Sixty percent of jail detainees are too poor to pay even the minimum bail required for the minor crimes they're accused of — most often traffic, drug, property or public order offenses, the report says. Almost always one or more social problems are intertwined: substance abuse, chronic poverty, failure in school, homelessness and, most notably, mental illness.

For many people with mental disorders, jail becomes a kind of revolving-door lifestyle. Over time, a relatively few people — arrested again and again — take up a disproportionate amount of the jail space. In Chicago, over a five-year span, 20 percent of inmates filled half of the jail cells. In New York, over a similar period, 473 people were sent to jail 18 times or more.

The emerging picture is one of local jails becoming modern-day debtors prisons and places to stash the mentally ill. Hennepin County Sheriff Rich Stanek estimates that 30 percent of the 37,000 people locked up every year in Minnesota's largest local jail have serious mental problems. "Obviously, jail isn't the best place for treating mental disorders," he said.

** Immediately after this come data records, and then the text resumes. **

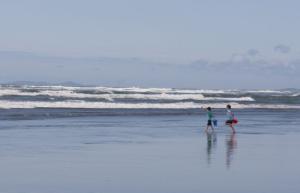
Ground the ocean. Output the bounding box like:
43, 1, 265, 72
0, 85, 300, 193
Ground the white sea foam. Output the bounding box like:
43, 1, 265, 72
0, 89, 255, 101
0, 100, 300, 109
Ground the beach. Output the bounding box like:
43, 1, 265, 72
0, 109, 300, 193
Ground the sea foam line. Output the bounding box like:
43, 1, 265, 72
0, 100, 300, 109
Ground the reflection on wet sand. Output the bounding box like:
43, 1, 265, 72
206, 132, 217, 164
225, 133, 237, 168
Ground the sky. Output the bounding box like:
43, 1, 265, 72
0, 0, 300, 89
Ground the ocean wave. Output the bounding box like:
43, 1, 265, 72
0, 89, 255, 101
0, 100, 300, 109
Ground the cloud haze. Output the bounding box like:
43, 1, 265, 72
0, 51, 300, 89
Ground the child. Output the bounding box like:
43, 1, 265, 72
226, 105, 236, 133
205, 107, 214, 132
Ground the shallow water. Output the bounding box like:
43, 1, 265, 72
0, 110, 300, 193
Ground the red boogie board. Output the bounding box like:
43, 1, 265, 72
232, 119, 238, 124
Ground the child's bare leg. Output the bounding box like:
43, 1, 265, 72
230, 124, 235, 133
205, 125, 208, 132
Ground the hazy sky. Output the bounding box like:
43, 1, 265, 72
0, 0, 300, 88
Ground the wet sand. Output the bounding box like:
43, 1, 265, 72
0, 112, 300, 193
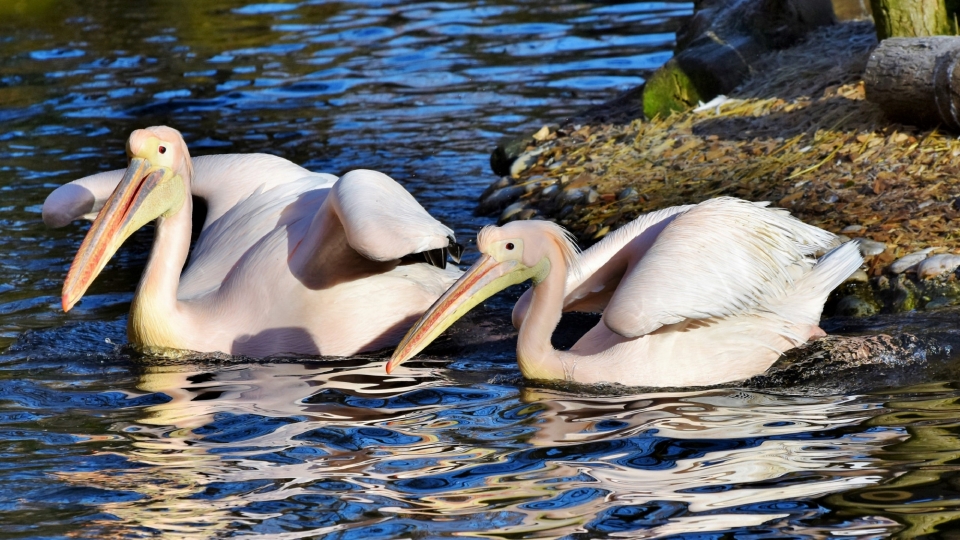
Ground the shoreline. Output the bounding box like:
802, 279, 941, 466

Deinstitutionalization, while a noble undertaking, explains part of the problem. The mass closing of mental hospitals in recent decades has left side effects for a segment of patients and for the public. A few people who might otherwise have been institutionalized have committed violent acts — most notably mass shootings in schools or at work places or at public meetings.

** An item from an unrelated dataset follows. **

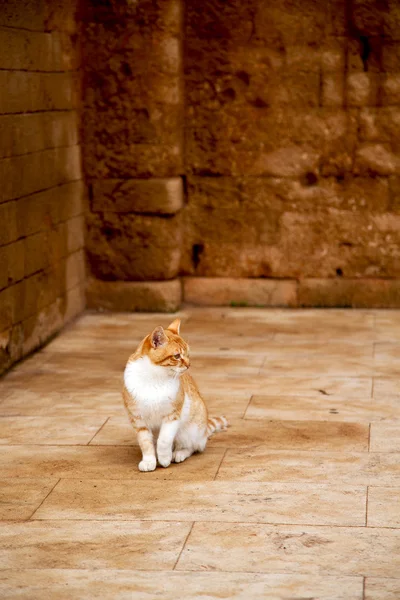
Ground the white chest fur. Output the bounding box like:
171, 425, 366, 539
124, 356, 179, 428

A larger segment has simply been dumped on the sidewalks of major cities, including Minneapolis and St. Paul. Many of those people divide their time between jail and the street with far too little attention to their mental health.

Locally, a new psychological evaluation team stationed within the Hennepin County jail has helped authorities to deal more promptly and expertly with some of those cases, Stanek said. And a new Minnesota law forbidding jails to hold mentally ill inmates charged with a crime for more than 48 hours has helped the situation in jails throughout the state. Still, a huge problem remains: Where to send inmates who need mental health treatment?

Too often it's back on the street with a sheet of paper suggesting where they might go to get help, according to state Sen. Barb Goodwin, DFL-Columbia Heights. But that doesn't work with this particular population, she said. What's needed is an option for police to take unruly and troubled people to psychiatric crisis centers rather than to jail. There are 500 such diversion programs across the country, Goodwin said, but none in Minnesota. Indeed, Minnesota ranks near the bottom in the per-capita supply of psychiatric beds.

Rather than worry so much about stigmatizing patients, the state should be focused on providing treatment. Minnesota legislators should consider Goodwin's proposal (Senate File 141) to offer grants to counties for jail diversion programs. The need is particularly critical in rural counties where mental health facilities — when available — are sometimes more than 100 miles away.

Relying on jails only compounds the problem. As the Vera report concludes: "The consequences are corrosive and costly for everyone because no matter how disadvantaged people are when they enter jail, they are likely to emerge with their lives further destabilized and, therefore, less able to be healthy, contributing members of society."